Mini-project

Assigned Thursday, 4 April
Part 1 due Wednesday, 10 April, 11:59 p.m.
Part 2 due Wednesday, 17 April, 11:59 p.m.

Contents

Introduction

During this class, we have seen some of the many kinds of data that we can write computer programs to clean, analyze, and visualize. This mini-project gives you the opportunity to practice these skills working with a dataset of interest to you.

Projects may be done individually, but we recommend working in a group of two.

Your project will have two deliverables:

Planning notebook25%
Final notebook75%

If you work in a group, you will submit a single copy of each deliverable with all your names – see these instructions.

Part 1: Planning

Before you spend too much time working on your mini-project, we want to make sure you’ve identified an appropriate dataset and thought about the questions you’d like to ask.

There are two ways you can approach the mini-project:

  1. You can start by thinking about questions you’d like to investigate, along the lines of these from a course at Northeastern. Once you’ve formulated a question, you can look for datasets that would let you answer it.
  2. Alternatively, you can start by exploring tabular datasets that are out there, like those in the archive of the Data is Plural newsletter or those listed by Miriam Posner. Once you’ve found a dataset that matches your interests, you can think about what kind of questions you could ask about it.

It’s fine to choose a dataset that has more – or more complex – information than you’ll use. Rather, beware of choosing data that is too small, simple, or tidy because you won’t have enough to work with. (Also beware of choosing a dataset whose creators have already answered the exact questions you would ask!)

You’re required to turn in a notebook that contains:

  1. A text cell containing a brief (1-to-3-sentence) description of the dataset you’re interested in using.
  2. Code cells that demonstrate successfully loading the dataset from a CSV file, TSV file, or spreadsheet into a datascience module Table.
  3. A text cell briefly listing preprocessing the data requires: Are there missing values? Inconsistent formats? Other issues?

    This doesn’t need to be comprehensive, but we want to see that you’ve looked at the data and thought about the issues you’ll face.

  4. A text cell listing 2–4 questions you want to explore with this data.

    This list isn’t binding – you can report on different questions in your final submission – but we want to see that you’ve thought about what you want to look into.

    These should be questions you’re actually interested in answering.

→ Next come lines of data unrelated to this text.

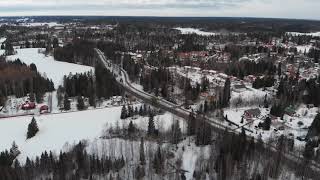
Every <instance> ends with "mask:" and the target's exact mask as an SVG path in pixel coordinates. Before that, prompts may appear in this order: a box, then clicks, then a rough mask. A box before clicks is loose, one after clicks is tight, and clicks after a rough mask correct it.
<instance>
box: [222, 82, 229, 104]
mask: <svg viewBox="0 0 320 180" xmlns="http://www.w3.org/2000/svg"><path fill="white" fill-rule="evenodd" d="M230 98H231V81H230V78H227V80H226V82H225V84H224V88H223V99H222V100H223V102H222V105H223V107H227V106H228V105H229V102H230Z"/></svg>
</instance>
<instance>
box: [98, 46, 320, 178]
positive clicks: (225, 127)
mask: <svg viewBox="0 0 320 180" xmlns="http://www.w3.org/2000/svg"><path fill="white" fill-rule="evenodd" d="M95 51H96V53H97V55H98V60H100V62H101V63H102V64H103V65H104V66H105V67H106V68H107V69H109V70H110V72H114V73H117V74H115V75H116V77H117V78H116V79H117V81H118V83H119V84H120V85H121V86H122V87H123V88H124V89H125V91H126V92H128V93H129V94H132V95H133V96H135V97H137V98H138V99H140V100H142V101H144V102H146V103H148V104H151V105H153V106H155V107H158V108H160V109H162V110H164V111H168V112H170V113H172V114H174V115H176V116H178V117H181V118H183V119H185V120H188V119H189V115H190V111H188V110H186V109H183V108H181V107H178V106H177V105H176V104H173V103H171V102H169V101H166V100H164V99H162V98H158V97H155V96H153V95H151V94H148V93H146V92H144V91H141V90H139V89H137V88H136V87H135V86H134V85H132V83H131V82H130V79H129V76H128V74H127V72H126V71H125V70H124V69H123V68H121V67H119V66H118V65H115V64H112V61H111V60H108V59H107V58H106V57H105V55H104V54H103V52H101V50H99V49H97V48H96V49H95ZM155 100H156V103H155ZM196 118H197V119H198V120H204V121H206V122H207V123H208V124H210V125H211V126H212V130H214V131H215V132H217V133H222V132H224V131H225V130H228V131H229V132H232V133H239V132H240V131H241V128H236V129H231V128H230V126H228V125H227V124H228V123H223V122H222V121H221V120H218V119H212V118H208V117H205V116H196ZM235 125H236V124H235ZM245 130H246V131H249V132H250V133H252V131H251V130H249V129H246V128H245ZM247 137H248V140H249V139H251V138H252V137H253V138H254V140H255V142H258V139H257V138H256V137H255V136H253V135H250V134H249V135H247ZM264 148H265V149H267V150H270V151H272V152H274V153H275V154H276V153H277V147H276V145H271V144H266V143H265V144H264ZM282 154H283V157H284V159H285V160H286V161H287V162H288V163H289V164H290V163H294V164H299V163H301V162H303V157H302V156H301V155H297V154H295V153H294V152H291V151H286V152H282ZM308 166H309V168H310V170H312V172H313V173H315V174H317V175H319V176H320V164H318V163H316V162H315V161H310V163H309V165H308Z"/></svg>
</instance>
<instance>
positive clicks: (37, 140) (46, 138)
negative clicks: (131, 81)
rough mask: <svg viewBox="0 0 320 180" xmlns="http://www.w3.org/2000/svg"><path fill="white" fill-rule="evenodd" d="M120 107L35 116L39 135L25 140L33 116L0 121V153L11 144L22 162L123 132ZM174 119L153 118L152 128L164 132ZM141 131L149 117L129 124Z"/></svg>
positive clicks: (125, 127)
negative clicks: (132, 125)
mask: <svg viewBox="0 0 320 180" xmlns="http://www.w3.org/2000/svg"><path fill="white" fill-rule="evenodd" d="M120 113H121V107H112V108H105V109H96V110H88V111H79V112H72V113H63V114H48V115H42V116H35V118H36V120H37V122H38V126H39V129H40V131H39V132H38V134H37V135H36V136H35V137H34V138H32V139H30V140H26V133H27V127H28V124H29V123H30V121H31V119H32V116H24V117H15V118H9V119H3V120H0V142H1V144H0V151H3V150H5V149H10V148H11V144H12V142H13V141H15V142H16V143H17V145H18V146H19V150H20V151H21V154H20V156H19V157H18V158H19V160H20V161H21V162H24V161H25V159H26V157H27V156H28V157H31V158H33V157H35V156H37V155H41V153H42V152H44V151H50V150H51V151H53V152H55V153H59V151H60V150H67V148H68V147H69V146H68V145H66V143H67V144H70V145H72V144H74V143H78V142H79V141H81V140H88V142H89V143H90V142H92V141H95V140H97V139H98V138H99V137H101V136H102V135H103V132H104V131H105V130H107V129H108V128H110V127H116V126H117V125H119V127H120V128H122V127H124V128H126V127H127V126H128V124H129V122H130V120H131V119H130V118H129V119H127V120H120ZM172 120H173V116H172V115H171V114H169V113H165V114H163V115H159V116H156V117H155V118H154V121H155V125H156V127H157V128H159V130H160V131H167V130H169V129H170V127H171V124H172ZM132 121H133V123H134V124H135V125H136V127H138V128H139V129H141V130H146V129H147V126H148V117H143V118H142V117H139V118H137V119H135V120H132ZM180 124H181V127H182V129H185V128H186V125H185V124H184V122H183V121H180Z"/></svg>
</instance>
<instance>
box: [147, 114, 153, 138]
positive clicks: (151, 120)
mask: <svg viewBox="0 0 320 180" xmlns="http://www.w3.org/2000/svg"><path fill="white" fill-rule="evenodd" d="M148 135H149V136H153V135H155V126H154V116H153V114H151V113H150V116H149V122H148Z"/></svg>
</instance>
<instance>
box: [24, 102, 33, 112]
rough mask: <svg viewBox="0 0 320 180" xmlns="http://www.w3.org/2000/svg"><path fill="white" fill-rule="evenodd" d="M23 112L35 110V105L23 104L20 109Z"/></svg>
mask: <svg viewBox="0 0 320 180" xmlns="http://www.w3.org/2000/svg"><path fill="white" fill-rule="evenodd" d="M21 108H22V109H23V110H31V109H35V108H36V103H34V102H25V103H24V104H22V107H21Z"/></svg>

If you can’t think of anything you want to know about the data, then you should choose a different dataset!

Part 2: Final

Your final report will again be a Colab notebook, mixing text, code, and results.

Divide it into the following sections:

  1. Problem statement
    Describe what question(s) are you going to ask and the data you’re using to ask them.
  2. Data processing
    Load the dataset and perform appropriate clean-up by selecting and/or renaming columns, filling in or filtering missing values, transforming values to be consistent or easier to analyze, etc. Briefly describe in text cells what your code in the code cells is doing.
  3. Analysis
    Answer the question(s) you posed, including at least two different kinds of visualizations (scatterplots, line graphs, bar charts, maps, etc.) For full credit, the questions should require a significant amount of analysis, such as building a new column, creating a new table, and so on – not just drawing a scatterplot for two columns in the data.
  4. References
    Cite any resources you used. At a minimum, this should include where you got the data set from. (If you consulted a generative AI system for help at any stage, you should acknowledge that in this section as well, including a link to a transcript.)